"[Michael Kupperman] may have one of the best comedy brains on the planet right now." - Conan O'Brien
The hilarious Michael Kupperman's comic Tales Designed To Thrizzle quietly turned seven last month, an event marked bittersweetly by the release of the series' eighth and final issue. If you haven't heard of Kupperman, don't feel bad: he's one of comedy's best kept secrets. If this was a just world he'd be one of its biggest stars.
It's tough to write about comedy without making it seem, well, boring. To shamelessly paraphrase an old axiom, dissecting humor is a lot like dissecting a frog - all you end up doing is killing the thing. And while there's undoubtedly some truth to this, it'd seem a bit like cheating to boil down what makes Tales work to just "Michael Kupperman is really funny," or even "Seriously dudes, he's like capital-F funny."
Both statements are true, but there's more to it than that. When firing on all cylinders, which it often does, Kupperman's work possesses a ramshackle insanity unlike anything else out there. After all, some of his best comics have centered around such subjects as a snake and a piece of bacon who've achieved celebrity, a robot that can tell if somebody is secretly a hobo, and how the physical resemblance between Mark Twain and Albert Einstein led to the two becoming best friends and partners in adventure. A deep obsession with Twain runs through much of his work, most overtly in his book Mark Twain's Autobiography: 1910-2010 which is probably the funniest thing he's ever written.

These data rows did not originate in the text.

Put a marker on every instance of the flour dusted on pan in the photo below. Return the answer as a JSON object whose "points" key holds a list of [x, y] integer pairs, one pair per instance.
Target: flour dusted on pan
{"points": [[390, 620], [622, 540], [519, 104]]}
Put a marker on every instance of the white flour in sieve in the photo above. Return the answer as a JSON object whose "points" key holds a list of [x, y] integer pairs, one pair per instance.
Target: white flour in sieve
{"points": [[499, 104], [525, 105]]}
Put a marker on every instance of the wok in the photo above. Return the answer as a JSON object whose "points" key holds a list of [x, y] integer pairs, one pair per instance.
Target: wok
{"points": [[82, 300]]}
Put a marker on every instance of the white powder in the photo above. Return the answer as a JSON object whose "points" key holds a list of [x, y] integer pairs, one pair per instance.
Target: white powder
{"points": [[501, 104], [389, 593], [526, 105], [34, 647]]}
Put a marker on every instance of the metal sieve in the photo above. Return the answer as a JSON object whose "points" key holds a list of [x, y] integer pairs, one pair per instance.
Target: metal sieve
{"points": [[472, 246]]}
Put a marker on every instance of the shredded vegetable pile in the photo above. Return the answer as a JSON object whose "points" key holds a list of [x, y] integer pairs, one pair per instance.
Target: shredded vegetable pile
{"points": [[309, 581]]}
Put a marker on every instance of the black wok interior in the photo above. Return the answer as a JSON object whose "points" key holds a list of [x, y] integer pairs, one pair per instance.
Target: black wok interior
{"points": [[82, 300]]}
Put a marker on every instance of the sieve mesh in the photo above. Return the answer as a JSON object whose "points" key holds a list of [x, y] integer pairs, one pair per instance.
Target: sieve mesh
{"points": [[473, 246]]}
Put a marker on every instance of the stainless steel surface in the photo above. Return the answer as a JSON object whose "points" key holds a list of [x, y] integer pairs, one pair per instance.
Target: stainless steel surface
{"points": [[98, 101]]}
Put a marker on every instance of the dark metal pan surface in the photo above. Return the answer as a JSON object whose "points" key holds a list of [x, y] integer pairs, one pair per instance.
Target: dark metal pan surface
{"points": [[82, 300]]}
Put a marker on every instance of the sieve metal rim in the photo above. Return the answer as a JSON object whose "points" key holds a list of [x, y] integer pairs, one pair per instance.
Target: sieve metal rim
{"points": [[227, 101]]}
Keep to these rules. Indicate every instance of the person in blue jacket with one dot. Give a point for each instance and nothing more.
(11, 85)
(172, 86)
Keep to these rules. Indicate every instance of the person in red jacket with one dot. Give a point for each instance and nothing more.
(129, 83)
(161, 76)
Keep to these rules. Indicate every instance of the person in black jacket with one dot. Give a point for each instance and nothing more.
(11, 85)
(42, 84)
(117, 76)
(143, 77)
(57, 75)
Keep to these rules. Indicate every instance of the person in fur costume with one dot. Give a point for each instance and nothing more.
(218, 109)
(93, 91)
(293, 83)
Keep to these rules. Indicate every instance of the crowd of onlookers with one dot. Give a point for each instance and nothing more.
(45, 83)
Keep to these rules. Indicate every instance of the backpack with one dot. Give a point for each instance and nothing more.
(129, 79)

While Tales Designed To Thrizzle #8 is very good, its quality is marred by a few uncharacteristically weak strips. As is his signature, Kupperman eschews grounding his humor in favor of piling absurdity on top of absurdity, and while this works like a charm most of the time when it doesn't the comedy feels oddly detached from, well, anything (we're looking at you, strip about a Frenchman whose scything technique changed the face of warfare). Of course, that last qualifier could just as easily be applied to his best strips. It certainly does to this issue's highlight, a lengthy piece titled "Moon 69: The True Story Of The 1969 Moon Launch" composed almost entirely of tangents. This is a series where the appearance of an astronaut detective who's also a werewolf doesn't elicit from the reader a "what!?" so much as an "of course!" And a huge laugh.
Tales Designed To Thrizzle will be missed, but it's exciting to ponder what Michael Kupperman will do next. Whatever it is, you can bet we here at The MindHut will be first in line to see it. How could we not be? The guy is like capital-F funny.